Research and Development

Now, I’m not a python hater. It’s an accessible programming language. It shares a lot of benefits and drawbacks with ruby. But by the time a company decides to invest in ML to improve their product, the tech team might already be heavily familiar with a different tech stack. Maybe it’s ruby, maybe java, maybe go. It’s unreasonable to replace all of them with python experts. It’s possible to ask them to use a bit of python, but that comes at the cost of learning a new stack (thereby decreasing quality of delivery) and alienating the employees (thereby increasing turnover).

It’s also unreasonable to ask from the new data science team to not use their preferred python tech stack. It’s an ML lingua franca, and there’s way more years of investment and resources poured into libraries like numpy or scikit. And although there’s definitely value in improving the state of ML in your preferred languages (shout out at the SciRuby folks) and diminish the overall industry dependency on python, that should not come at the cost of decreasing the quality of your product.

Therefore, tensorflow-serving allows the tech team to focus on developing and shipping the best possible product, and the research team to focus on developing the best possible models. Everyone’s productive and happy.

Tensorflow Serving with JSON

As stated above, tensorflow serving services are exposed using gRPC and REST APIs. IF you didn’t use gRPC before, you’ll probably privilege the latter; you’ve done HTTP JSON clients for other APIs before, how hard can it be creating an HTTP client for it?

While certainly possible, going this route will come at a cost; besides ensuring that the HTTP layer works reliably, using persistent connections, timeouts, etc, there’s the cost of JSON.

tensorflow (and other ML frameworks in general) makes heavy use of “tensors”, multi-dimensional same-type arrays (vectors, matrixes…), describing, for example, the coordinates of a face recognized in an image. These tensors are represented in memory as contiguous array objects, and can be therefore easily serialized into a bytestream. Libraries like numpy (or numo in ruby) take advantage of this memory layout to provide high-performance mathematical and logical operations.

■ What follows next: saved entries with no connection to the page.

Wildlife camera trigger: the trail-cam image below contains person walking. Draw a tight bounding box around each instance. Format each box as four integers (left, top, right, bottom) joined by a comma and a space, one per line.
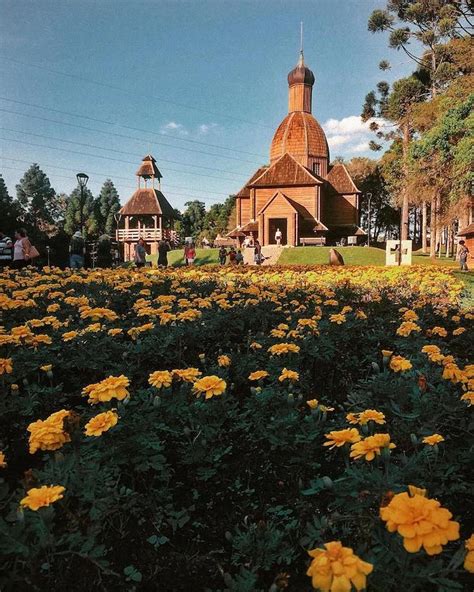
229, 246, 237, 264
458, 240, 470, 272
0, 231, 13, 268
157, 239, 171, 267
275, 228, 282, 246
235, 249, 244, 265
69, 231, 85, 269
254, 240, 262, 265
13, 229, 32, 270
218, 246, 227, 265
134, 238, 147, 268
185, 242, 196, 265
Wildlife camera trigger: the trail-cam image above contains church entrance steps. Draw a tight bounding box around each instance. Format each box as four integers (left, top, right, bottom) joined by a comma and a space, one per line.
242, 245, 283, 266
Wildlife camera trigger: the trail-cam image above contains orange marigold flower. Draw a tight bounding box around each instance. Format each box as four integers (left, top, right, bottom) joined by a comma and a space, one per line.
268, 343, 300, 356
442, 363, 466, 384
193, 375, 226, 399
380, 491, 459, 555
306, 541, 373, 592
173, 368, 202, 383
27, 410, 71, 453
381, 350, 393, 358
460, 391, 474, 406
279, 368, 299, 382
464, 535, 474, 573
453, 327, 466, 336
396, 321, 422, 337
40, 364, 52, 372
0, 451, 6, 469
82, 375, 130, 404
84, 410, 118, 437
20, 485, 65, 511
389, 355, 412, 372
422, 434, 444, 446
250, 342, 262, 350
148, 370, 173, 389
429, 326, 448, 337
0, 358, 13, 375
248, 370, 269, 381
217, 355, 231, 367
350, 434, 396, 461
323, 428, 360, 449
346, 412, 360, 424
329, 313, 346, 324
306, 399, 319, 409
357, 409, 386, 425
62, 330, 78, 341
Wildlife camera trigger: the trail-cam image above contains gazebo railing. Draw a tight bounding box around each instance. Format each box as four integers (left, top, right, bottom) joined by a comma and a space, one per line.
116, 228, 178, 243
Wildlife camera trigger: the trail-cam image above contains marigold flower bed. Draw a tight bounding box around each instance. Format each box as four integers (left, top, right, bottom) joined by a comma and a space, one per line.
0, 265, 472, 591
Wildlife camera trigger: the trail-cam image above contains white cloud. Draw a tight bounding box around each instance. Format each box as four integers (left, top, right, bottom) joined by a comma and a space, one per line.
198, 123, 218, 135
160, 121, 189, 136
322, 115, 382, 157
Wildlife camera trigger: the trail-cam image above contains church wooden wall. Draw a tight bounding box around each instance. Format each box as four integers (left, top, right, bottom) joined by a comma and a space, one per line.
255, 186, 318, 219
321, 194, 358, 226
237, 197, 251, 226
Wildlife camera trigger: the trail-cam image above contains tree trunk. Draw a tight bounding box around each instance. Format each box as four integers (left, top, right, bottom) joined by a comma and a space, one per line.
430, 196, 436, 257
422, 201, 428, 253
446, 225, 452, 258
401, 122, 410, 241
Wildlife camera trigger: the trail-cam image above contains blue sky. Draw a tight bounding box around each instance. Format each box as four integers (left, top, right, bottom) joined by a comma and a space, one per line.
0, 0, 414, 210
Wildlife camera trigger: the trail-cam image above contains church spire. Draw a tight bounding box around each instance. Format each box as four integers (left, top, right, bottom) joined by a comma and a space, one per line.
287, 25, 315, 113
298, 21, 304, 66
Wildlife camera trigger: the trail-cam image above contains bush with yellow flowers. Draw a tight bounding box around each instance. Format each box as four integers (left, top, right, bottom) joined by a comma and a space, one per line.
0, 264, 472, 591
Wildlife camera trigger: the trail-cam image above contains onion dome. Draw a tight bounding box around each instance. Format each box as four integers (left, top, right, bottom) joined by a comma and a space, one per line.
287, 51, 315, 87
270, 111, 329, 164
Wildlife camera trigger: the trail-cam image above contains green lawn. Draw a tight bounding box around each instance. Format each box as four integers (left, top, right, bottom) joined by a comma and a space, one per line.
147, 248, 219, 267
278, 246, 386, 266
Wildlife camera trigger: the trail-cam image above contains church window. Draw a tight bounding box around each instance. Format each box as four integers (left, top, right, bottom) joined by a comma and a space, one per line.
313, 162, 321, 175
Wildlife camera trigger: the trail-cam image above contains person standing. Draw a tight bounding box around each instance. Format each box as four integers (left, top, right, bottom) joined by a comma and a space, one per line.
458, 240, 470, 272
134, 238, 147, 268
13, 229, 31, 270
235, 249, 244, 265
275, 228, 282, 246
69, 231, 85, 269
254, 240, 262, 265
157, 239, 171, 267
229, 246, 237, 264
218, 246, 227, 265
0, 231, 13, 268
186, 242, 196, 265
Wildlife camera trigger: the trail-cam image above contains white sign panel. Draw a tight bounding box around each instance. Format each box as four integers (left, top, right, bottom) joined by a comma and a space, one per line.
386, 240, 412, 266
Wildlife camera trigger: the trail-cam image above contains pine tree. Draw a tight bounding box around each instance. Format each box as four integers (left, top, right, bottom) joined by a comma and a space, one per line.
64, 185, 98, 238
0, 174, 23, 236
16, 164, 57, 229
96, 179, 121, 236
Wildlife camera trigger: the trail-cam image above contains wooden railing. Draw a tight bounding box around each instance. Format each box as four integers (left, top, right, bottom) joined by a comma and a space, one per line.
116, 229, 179, 244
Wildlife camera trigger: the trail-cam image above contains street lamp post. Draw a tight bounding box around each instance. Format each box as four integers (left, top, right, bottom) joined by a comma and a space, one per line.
366, 193, 372, 247
76, 173, 89, 234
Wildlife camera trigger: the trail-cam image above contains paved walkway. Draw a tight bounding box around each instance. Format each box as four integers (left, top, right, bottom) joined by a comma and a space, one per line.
243, 245, 282, 266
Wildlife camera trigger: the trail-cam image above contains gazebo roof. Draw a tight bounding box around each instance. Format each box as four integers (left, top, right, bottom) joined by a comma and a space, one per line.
136, 154, 162, 179
119, 188, 176, 217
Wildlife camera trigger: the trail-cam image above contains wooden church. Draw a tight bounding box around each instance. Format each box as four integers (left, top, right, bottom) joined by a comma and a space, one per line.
116, 155, 178, 261
231, 51, 365, 246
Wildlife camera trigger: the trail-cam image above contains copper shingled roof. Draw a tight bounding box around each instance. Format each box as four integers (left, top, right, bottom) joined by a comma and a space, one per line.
287, 53, 315, 86
136, 155, 162, 179
326, 164, 360, 194
120, 188, 176, 217
250, 153, 320, 187
235, 167, 268, 198
270, 111, 329, 164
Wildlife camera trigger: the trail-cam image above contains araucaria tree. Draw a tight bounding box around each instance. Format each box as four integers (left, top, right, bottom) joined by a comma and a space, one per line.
64, 185, 97, 237
16, 164, 59, 234
95, 179, 121, 236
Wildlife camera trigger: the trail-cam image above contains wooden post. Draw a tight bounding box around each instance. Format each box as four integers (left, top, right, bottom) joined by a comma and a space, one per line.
422, 201, 427, 253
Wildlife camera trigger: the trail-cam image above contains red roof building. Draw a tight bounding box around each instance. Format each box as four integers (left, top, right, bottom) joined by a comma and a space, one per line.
116, 155, 178, 261
232, 51, 364, 246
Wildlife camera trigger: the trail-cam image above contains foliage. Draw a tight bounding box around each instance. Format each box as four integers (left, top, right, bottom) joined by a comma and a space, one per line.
15, 164, 61, 234
0, 265, 472, 591
181, 200, 207, 239
95, 180, 121, 236
0, 174, 23, 237
64, 185, 98, 238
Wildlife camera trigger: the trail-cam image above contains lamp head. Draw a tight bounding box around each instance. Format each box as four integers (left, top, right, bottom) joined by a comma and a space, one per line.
76, 172, 89, 188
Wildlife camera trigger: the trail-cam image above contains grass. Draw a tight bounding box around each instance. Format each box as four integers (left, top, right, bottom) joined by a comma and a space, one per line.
278, 246, 386, 266
147, 248, 219, 267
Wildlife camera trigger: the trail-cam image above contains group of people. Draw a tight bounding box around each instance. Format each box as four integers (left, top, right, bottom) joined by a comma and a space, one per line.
218, 246, 244, 265
133, 237, 172, 268
0, 229, 38, 269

JSON is UTF-8, and can’t encode byte streams; in order to send and receive byte streams using the REST API interface, you’ll have to convert to and from base 64 notation. This means that, besides the CPU usage overhead for these operations, you should expect a ~33% increase in the transmitted payload.

The tensorflow-serving REST API proxies to the gRPC layer, so there’s also this extra level of indirection to account for.

gRPC doesn’t suffer from these drawbacks; on top of HTTP/2, it not only improves connnectivity, it also solves multiplexing and streaming; using protobufs, it has a typed message serialization protocol which supports byte streams.

How can it be used in ruby then?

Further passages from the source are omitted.